In most states, yes — the entity operating a real estate brokerage must have a licensed broker of record, and that individual must hold an active, unrestricted broker's license in the relevant state. Some buyers designate a licensed partner or employee as the broker of record rather than obtaining a license themselves, but this must be arranged before closing. SBA lenders may require proof of licensure as a condition of loan funding. If you don't currently hold a broker's license, begin the application process immediately upon LOI execution, as state processing times can range from 60–120 days depending on your state.
Earnouts are standard in brokerage acquisitions because the primary value of the business — the agent roster — consists of independent contractors who can leave at any time. A buyer who pays full price at closing and then loses the top three producers within six months has dramatically overpaid. A well-structured earnout ties 15–30% of the total purchase price to post-closing performance, typically measured over 12–24 months, using two metrics: agent retention (do the key producers stay?) and GCI performance (does the brokerage maintain its revenue baseline?). The seller is motivated to facilitate a smooth transition because their earnout depends on it, which aligns incentives during the most critical post-close period.

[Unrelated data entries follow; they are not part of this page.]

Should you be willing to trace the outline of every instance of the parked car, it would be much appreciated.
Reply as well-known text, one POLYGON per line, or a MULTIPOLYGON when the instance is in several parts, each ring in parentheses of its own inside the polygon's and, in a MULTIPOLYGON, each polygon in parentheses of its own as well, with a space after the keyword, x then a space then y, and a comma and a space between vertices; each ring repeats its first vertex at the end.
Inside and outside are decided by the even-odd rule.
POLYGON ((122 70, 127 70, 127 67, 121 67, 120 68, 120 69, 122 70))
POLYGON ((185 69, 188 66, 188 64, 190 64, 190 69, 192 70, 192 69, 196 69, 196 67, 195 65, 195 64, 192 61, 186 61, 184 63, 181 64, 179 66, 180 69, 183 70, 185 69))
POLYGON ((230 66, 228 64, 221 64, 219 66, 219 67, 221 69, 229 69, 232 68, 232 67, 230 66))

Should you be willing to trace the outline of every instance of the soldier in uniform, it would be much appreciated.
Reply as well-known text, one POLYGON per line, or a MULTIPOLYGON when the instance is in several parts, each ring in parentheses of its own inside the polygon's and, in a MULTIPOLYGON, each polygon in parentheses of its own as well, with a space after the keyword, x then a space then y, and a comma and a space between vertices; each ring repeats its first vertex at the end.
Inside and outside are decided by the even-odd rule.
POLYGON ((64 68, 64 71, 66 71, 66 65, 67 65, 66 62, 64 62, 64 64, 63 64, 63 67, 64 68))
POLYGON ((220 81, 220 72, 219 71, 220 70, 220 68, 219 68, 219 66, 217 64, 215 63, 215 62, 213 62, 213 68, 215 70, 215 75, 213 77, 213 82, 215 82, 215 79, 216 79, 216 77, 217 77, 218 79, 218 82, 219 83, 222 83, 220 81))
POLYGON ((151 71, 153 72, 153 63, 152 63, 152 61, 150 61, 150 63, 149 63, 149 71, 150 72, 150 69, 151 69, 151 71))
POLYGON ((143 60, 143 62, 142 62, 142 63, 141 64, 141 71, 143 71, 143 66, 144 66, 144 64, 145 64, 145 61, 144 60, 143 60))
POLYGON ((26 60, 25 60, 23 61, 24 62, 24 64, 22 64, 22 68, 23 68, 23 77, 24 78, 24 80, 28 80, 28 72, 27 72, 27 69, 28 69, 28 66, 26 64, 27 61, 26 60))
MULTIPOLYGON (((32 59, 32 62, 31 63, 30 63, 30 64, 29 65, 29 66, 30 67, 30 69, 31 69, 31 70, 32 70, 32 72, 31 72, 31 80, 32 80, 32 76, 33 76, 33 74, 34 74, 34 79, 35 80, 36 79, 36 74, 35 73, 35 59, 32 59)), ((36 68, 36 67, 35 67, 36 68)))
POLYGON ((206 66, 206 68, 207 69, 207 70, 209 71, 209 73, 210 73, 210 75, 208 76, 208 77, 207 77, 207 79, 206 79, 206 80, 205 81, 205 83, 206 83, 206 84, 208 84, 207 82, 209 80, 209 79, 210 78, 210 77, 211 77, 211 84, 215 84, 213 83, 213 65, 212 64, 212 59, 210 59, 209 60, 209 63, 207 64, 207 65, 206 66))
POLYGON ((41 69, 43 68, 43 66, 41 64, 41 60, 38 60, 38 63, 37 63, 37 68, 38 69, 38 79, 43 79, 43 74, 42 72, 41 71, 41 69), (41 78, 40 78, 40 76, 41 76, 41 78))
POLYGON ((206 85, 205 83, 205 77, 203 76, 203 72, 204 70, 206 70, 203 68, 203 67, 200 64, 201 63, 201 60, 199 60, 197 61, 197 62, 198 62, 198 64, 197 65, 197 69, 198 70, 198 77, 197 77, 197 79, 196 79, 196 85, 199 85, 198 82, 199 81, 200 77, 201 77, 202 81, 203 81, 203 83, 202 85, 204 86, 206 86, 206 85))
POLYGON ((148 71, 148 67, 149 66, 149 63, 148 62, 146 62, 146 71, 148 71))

Yes, real estate brokerages are SBA 7(a) eligible, and SBA financing is the most common deal structure for acquisitions in the $1M–$5M revenue range. SBA lenders will typically fund 75–85% of the purchase price, with the remaining equity gap filled by a buyer down payment and potentially a seller note. The key underwriting challenge is demonstrating sufficient debt service coverage from normalized brokerage earnings — after removing owner production income — with a minimum 1.25x coverage ratio. Lenders will scrutinize agent concentration risk and may require the buyer to document a retention plan for top producers as a condition of loan approval.
The most effective protections include: (1) structuring a seller earnout tied to agent retention so the seller is financially motivated to facilitate a smooth transition; (2) negotiating retention bonuses for the top 3–5 producers payable 6–12 months post-close contingent on continued active production; (3) ensuring all agents have current, signed independent contractor agreements on file before closing; (4) having the seller personally introduce and endorse the buyer in agent meetings at closing; and (5) including non-solicitation provisions in the seller's non-compete that prohibit the seller from recruiting agents to a competing brokerage after the sale. No structure eliminates attrition risk entirely, which is why buyers should underwrite the deal assuming some agent turnover and ensure the business is profitable even if 1–2 producers depart.